If someone wants to leave, we will be the first ones to pack their bags. Time to go. That’s how we live our entire lives. There’s no guilt trip. No retention call. No “let me see what I can do on price.” You want to leave, we help you leave cleanly.

But the reasoning goes further than that. If you’re doing work based on whether or not someone is locked in — if the contract is part of why you’re showing up — then the entire premise is wrong. The premise should be: I’m going to do my best no matter what, no matter the circumstance. Not: I can lock someone in for twelve months and coast because they can’t leave. That’s a terrible business model and it’s a terrible way to treat people.

Not how we do things. No way, no how.

What you’ll notice — if you stay long enough to notice it — is that month six looks like month one. Same person. Same response time. Same attention. The relationship grows, but the standard doesn’t slip. That’s not because we’re terrified you’ll leave. It’s because it would never occur to us to show up differently.

Ready to see what this looks like from your end? Take a look at what we build, or there’s only one way to really find out.

Frequently asked questions about what to expect after hiring a web designer

What do I need to provide to get started?

Almost nothing. If you have a current website, access to that helps. If you have service descriptions or photos, those are useful. But we’ve built full sites from a color preference and a conversation — so if you feel like you don’t have your act together enough to start, you probably have more than enough. We’ll ask the questions that matter on the first call and go from there.

How will I know what’s happening with my site month to month?

Most months, nothing visibly happens — which means everything is working. The maintenance runs in the background. If something needs your input or decision, you’ll hear from us directly. We don’t send monthly reports full of metrics you didn’t ask for. We communicate when it matters and handle the rest ourselves. When they first pay, new clients are still a little unsure whether that’s true. By month three, they usually stop wondering.

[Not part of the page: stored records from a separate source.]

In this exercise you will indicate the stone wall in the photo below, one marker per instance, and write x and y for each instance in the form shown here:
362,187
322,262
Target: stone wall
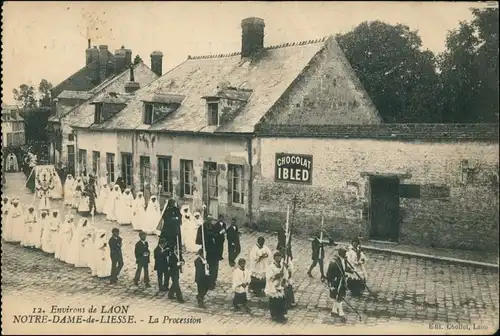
467,219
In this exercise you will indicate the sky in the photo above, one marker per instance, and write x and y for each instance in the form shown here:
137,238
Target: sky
47,40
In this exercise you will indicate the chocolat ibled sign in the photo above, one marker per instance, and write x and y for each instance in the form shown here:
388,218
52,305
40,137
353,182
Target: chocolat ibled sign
293,168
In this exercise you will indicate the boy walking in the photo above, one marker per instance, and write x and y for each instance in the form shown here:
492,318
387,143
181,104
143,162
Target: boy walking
142,259
240,285
202,278
115,249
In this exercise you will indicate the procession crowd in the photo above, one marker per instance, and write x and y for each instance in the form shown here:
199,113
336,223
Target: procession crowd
81,244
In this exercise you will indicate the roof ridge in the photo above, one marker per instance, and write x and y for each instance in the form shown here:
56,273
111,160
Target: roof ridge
283,45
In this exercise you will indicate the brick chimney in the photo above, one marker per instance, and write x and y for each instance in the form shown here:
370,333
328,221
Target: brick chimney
91,54
156,62
120,57
128,58
103,62
252,36
132,85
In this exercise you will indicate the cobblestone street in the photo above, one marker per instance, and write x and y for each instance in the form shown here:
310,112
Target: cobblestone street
410,291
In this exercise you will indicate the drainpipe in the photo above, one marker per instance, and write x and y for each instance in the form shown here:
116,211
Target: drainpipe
250,180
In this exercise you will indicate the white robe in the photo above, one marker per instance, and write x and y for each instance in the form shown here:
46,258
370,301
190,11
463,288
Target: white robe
77,193
57,192
5,217
108,204
47,234
258,268
151,217
15,232
102,258
101,199
64,240
12,164
114,201
125,208
30,238
69,190
78,241
139,209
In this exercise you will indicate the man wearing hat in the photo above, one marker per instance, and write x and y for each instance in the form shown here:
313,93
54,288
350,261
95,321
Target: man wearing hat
337,281
276,282
318,254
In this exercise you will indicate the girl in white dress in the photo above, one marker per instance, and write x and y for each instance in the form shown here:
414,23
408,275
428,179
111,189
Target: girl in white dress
101,199
114,199
108,204
125,208
102,255
65,238
69,189
46,223
77,243
151,216
5,215
30,229
57,192
16,222
139,209
77,192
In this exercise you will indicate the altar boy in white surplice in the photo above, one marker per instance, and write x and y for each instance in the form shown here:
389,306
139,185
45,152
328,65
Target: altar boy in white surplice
139,209
125,208
151,216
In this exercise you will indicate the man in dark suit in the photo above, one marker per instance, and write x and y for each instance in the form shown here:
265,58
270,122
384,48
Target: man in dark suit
174,263
337,281
202,278
161,266
220,228
115,249
142,259
233,242
212,253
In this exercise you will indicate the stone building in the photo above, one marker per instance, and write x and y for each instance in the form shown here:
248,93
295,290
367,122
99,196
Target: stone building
246,132
13,133
104,72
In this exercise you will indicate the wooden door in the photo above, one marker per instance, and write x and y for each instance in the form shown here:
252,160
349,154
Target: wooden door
384,208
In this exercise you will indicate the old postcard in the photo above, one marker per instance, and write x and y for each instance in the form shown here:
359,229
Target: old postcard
250,168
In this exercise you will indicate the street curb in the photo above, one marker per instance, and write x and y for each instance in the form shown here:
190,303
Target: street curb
431,257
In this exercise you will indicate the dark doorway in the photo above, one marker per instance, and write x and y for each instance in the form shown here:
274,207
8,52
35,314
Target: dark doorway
384,208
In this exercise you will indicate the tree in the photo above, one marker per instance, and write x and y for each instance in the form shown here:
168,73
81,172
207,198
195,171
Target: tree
398,75
25,96
138,59
469,70
45,94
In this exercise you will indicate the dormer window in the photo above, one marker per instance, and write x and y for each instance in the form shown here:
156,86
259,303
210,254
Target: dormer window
98,118
213,113
148,114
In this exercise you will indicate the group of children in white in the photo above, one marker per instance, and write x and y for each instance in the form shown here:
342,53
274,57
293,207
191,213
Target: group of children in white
83,245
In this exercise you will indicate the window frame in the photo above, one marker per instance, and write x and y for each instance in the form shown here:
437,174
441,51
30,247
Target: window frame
110,165
211,114
128,177
161,169
146,111
143,171
237,177
190,175
82,161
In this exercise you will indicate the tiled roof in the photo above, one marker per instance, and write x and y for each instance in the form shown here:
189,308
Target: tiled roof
11,113
453,132
112,98
67,94
83,115
268,76
82,80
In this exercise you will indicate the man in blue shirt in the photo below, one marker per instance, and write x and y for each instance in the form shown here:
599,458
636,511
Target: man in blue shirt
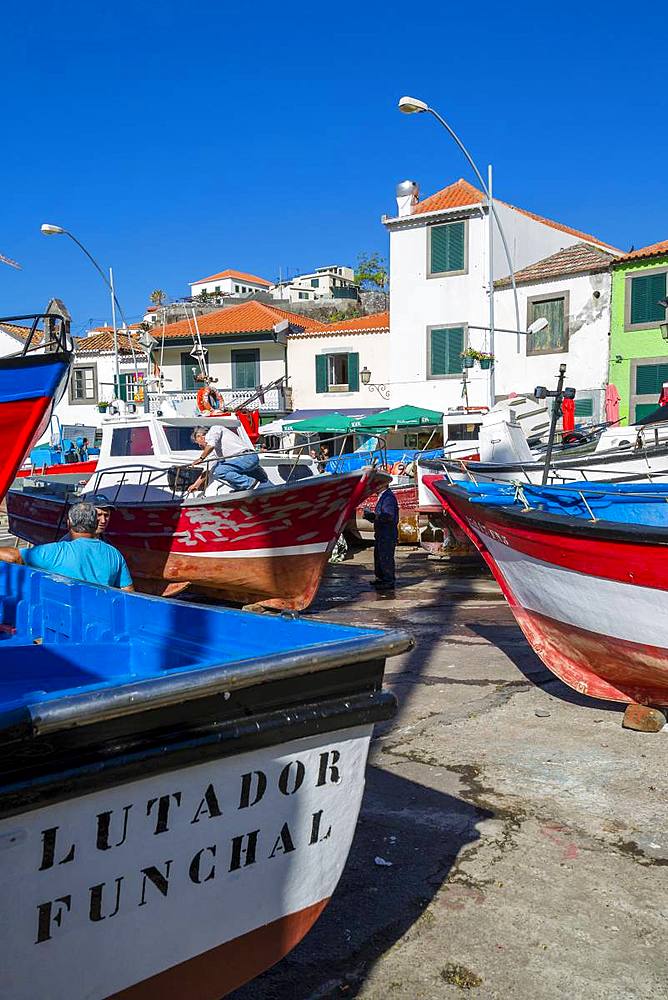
385,520
82,556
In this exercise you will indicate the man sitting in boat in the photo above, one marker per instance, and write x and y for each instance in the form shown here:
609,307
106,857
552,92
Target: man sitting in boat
236,465
81,556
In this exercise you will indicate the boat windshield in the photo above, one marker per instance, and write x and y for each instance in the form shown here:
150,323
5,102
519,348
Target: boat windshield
179,439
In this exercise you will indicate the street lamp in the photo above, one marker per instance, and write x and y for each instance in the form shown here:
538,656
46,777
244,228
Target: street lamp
378,387
50,230
411,106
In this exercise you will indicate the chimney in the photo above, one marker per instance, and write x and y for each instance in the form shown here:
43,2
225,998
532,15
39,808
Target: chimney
407,196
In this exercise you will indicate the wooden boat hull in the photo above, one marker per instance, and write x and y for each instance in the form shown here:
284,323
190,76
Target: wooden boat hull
267,546
29,385
198,878
591,601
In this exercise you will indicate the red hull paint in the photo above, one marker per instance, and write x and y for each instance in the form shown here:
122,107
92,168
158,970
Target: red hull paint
22,423
223,969
268,547
596,665
599,666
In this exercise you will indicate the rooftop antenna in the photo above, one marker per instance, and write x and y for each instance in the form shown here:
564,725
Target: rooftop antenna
12,263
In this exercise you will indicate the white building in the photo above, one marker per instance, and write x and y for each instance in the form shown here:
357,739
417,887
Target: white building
336,281
230,283
325,363
572,290
439,280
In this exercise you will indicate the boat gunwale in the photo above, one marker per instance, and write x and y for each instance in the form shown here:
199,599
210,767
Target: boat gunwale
102,705
194,503
561,524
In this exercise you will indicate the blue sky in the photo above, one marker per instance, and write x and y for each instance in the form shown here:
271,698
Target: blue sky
179,139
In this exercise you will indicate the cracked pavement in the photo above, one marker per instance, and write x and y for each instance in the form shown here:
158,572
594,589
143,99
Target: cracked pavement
526,831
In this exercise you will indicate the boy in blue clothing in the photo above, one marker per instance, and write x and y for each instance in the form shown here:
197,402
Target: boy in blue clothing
82,556
385,520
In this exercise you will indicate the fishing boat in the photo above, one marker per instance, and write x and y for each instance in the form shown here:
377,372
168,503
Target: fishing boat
264,546
584,568
179,786
31,383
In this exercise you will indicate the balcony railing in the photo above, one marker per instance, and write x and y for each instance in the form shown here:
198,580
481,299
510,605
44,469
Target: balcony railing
274,400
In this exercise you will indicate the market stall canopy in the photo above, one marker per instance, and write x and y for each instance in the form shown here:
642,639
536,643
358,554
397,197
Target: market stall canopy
399,418
328,423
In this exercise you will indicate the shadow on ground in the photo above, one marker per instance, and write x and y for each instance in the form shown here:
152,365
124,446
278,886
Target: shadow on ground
420,830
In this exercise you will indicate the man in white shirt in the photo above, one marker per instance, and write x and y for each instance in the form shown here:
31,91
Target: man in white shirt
237,465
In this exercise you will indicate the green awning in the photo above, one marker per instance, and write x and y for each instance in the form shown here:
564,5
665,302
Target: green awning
328,423
399,418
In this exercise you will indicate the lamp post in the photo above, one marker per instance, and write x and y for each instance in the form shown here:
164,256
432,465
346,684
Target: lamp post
50,230
379,387
411,106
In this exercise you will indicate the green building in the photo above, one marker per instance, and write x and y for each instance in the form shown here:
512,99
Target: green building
638,350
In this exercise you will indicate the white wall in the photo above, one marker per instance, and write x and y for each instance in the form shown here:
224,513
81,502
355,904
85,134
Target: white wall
588,344
88,413
419,302
528,240
219,357
373,350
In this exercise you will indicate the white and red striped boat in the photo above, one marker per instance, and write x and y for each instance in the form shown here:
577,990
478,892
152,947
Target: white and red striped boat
585,571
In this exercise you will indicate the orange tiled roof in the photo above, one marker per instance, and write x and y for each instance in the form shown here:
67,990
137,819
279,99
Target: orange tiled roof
239,275
461,194
374,323
653,250
248,317
581,258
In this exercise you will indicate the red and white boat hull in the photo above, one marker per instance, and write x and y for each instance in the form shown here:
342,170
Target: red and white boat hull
267,546
197,879
593,606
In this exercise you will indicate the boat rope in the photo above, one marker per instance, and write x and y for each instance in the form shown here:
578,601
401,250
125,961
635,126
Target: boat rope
519,495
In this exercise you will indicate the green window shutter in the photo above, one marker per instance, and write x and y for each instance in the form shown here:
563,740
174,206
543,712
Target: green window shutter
646,290
446,347
448,245
584,407
650,379
353,372
321,373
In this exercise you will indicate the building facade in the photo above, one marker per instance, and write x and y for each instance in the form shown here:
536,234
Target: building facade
230,283
334,282
439,280
638,350
326,364
572,291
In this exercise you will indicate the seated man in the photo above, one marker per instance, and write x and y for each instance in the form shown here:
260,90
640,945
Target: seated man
83,556
237,465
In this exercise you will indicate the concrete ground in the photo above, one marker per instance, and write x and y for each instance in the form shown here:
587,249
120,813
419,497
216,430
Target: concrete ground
525,831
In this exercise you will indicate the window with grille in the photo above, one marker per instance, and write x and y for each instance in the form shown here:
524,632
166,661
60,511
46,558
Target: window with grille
445,346
83,385
554,338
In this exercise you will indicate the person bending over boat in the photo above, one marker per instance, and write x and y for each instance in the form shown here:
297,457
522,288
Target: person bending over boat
237,466
82,556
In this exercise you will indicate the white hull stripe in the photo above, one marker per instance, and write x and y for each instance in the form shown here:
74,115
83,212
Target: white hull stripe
286,550
605,607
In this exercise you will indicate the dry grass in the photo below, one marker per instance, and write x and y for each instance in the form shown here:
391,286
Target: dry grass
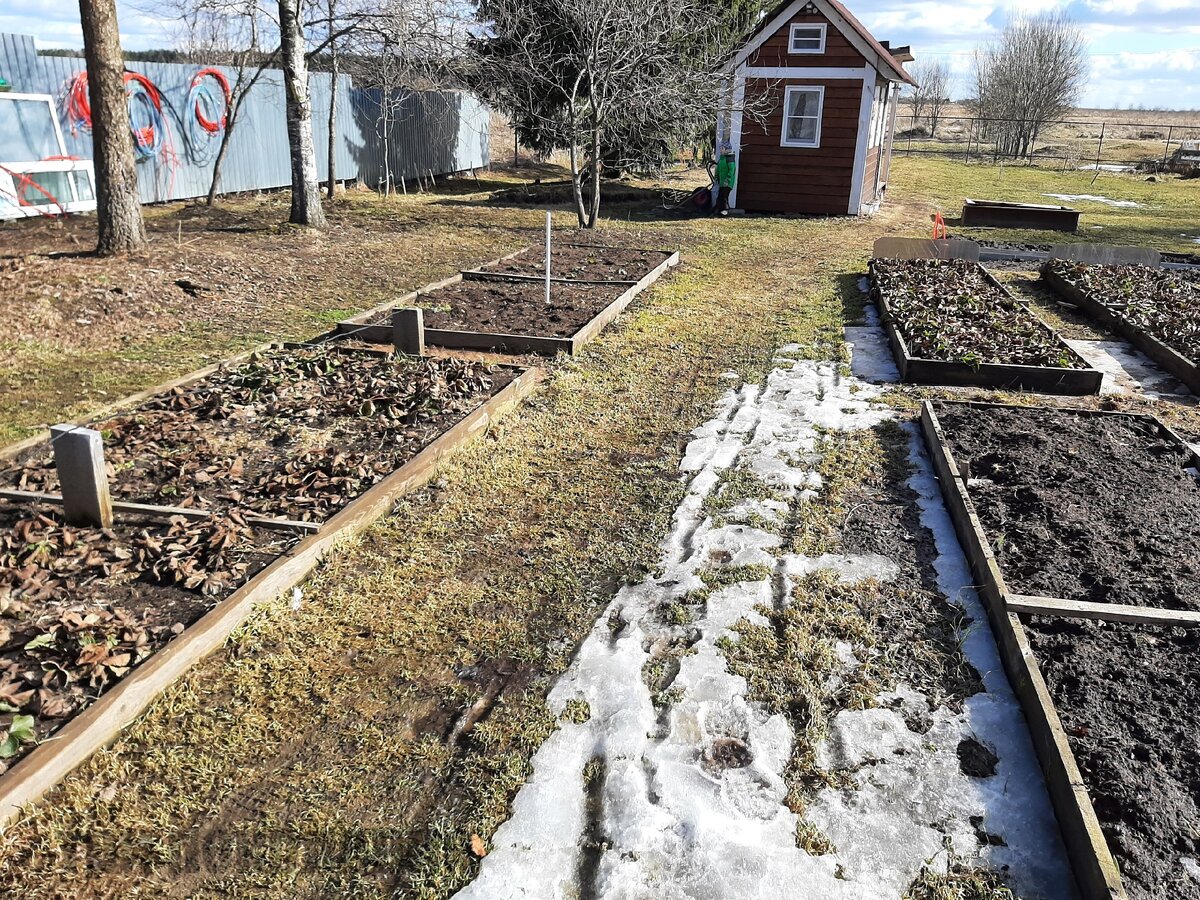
334,750
319,754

What if I need something changed on a Tuesday afternoon?

Text, call, or email — whichever you prefer. If we’re between things, we do it right then. If we’re in the middle of something, it gets done within hours. We send you a cache-clearing link so you can verify the change is live the moment you click it. The goal is a complete resolution with zero follow-up needed. Not “we’ll get to that” — done.

Is there any situation where the site could go down and I wouldn’t know about it?

We watch for that. Monitoring is part of the maintenance — we’re looking for issues before clients see them. That said, the best demonstration of what happens when something goes sideways isn’t a policy statement. It’s what we’ve done when the situation was out of our hands. See above.

Does the no-contract model mean you’ll disappear once the build is done?

The opposite. No contracts mean every month is a performance review. We can’t coast — there’s no lock-in protecting us from the consequences of showing up differently than we did when you signed on. Clients who’ve been with us since early on describe the experience the same way at year three as they did at month three. Same person. Same speed. That’s not luck. That’s a decision about how to run a business.

How long until the relationship feels comfortable?

Most clients say month three is when the uncertainty fully fades. By month six, the dynamic is different — more efficient, less explaining required, and clients are usually sharing things about their business they weren’t ready to share at the start. We follow through. That’s really it. Follow-through, repeated consistently, becomes trust. And trust makes everything easier for both sides.